Pour cette didactique, une discussion n'est pas spontanément philosophique (ce peut être un échange de préjugés), mais elle peut le devenir à un certain nombre de conditions. D'où l'expression de "discussion à visée philosophique" (DVP). Ces conditions sont la mise en oeuvre par les élèves, accompagnés dans cette production par un adulte (enseignant, animateur), d'un certain nombre de processus de pensée assurant la "philosophicité" de cette discussion. Nous entendons par philosophicité d'une discussion l'effectivité de ces opérations intellectuelles dans la discussion.
Nous définissons ces opérations de pensée en tant qu'elles sont des marqueurs de philosophicité dans une discussion, et pour chacune des indicateurs de leur présence. Nous entendons par "indicateur" la catégorisation de la trace langagière d'une opération intellectuelle dans une pensée. Ces opérations sont utilisées dans d'autres champs, mais prennent une coloration spécifique en philosophie (ex : l'argumentation est rationnelle, et n'inclut pas comme en français la persuasion, elle vise une universalité, non un public cible. Elle se fait en langue naturelle, contrairement à la science etc.)

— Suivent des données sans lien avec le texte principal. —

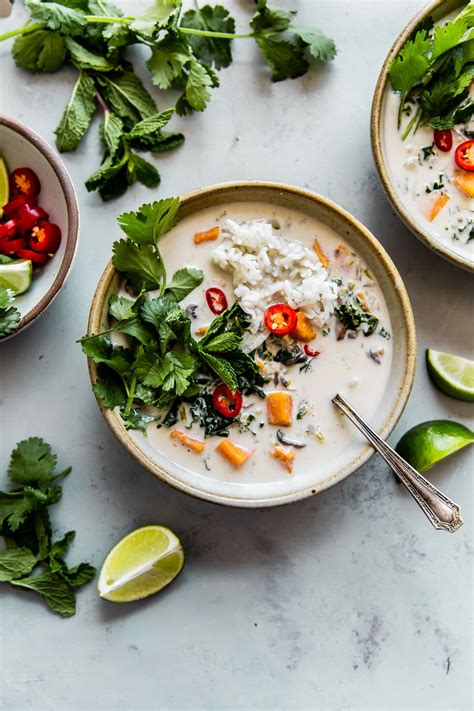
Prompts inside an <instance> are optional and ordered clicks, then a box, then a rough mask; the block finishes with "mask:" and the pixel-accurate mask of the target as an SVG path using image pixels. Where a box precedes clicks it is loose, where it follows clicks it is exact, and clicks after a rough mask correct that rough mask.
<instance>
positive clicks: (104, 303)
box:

I) Les processus de pensée philosophiques et leurs indicateurs dans la production langagière
Il s'agit essentiellement, dans notre modèle didactique du philosopher, des processus de problématisation, de conceptualisation et d'argumentation. C'est un modèle du philosopher systémique. D'où l'analogie avec un triangle, dont chaque sommet est en lien avec les deux autres). Exemple : définir une notion, c'est répondre à une question sur son sens pour la conceptualiser ; pour douter, on argumente des objections à une affirmation ; argumenter, c'est soutenir rationnellement une réponse à une question etc. F. Galichet, dans son dernier ouvrage1, ajoute l'interprétation à ces trois compétences.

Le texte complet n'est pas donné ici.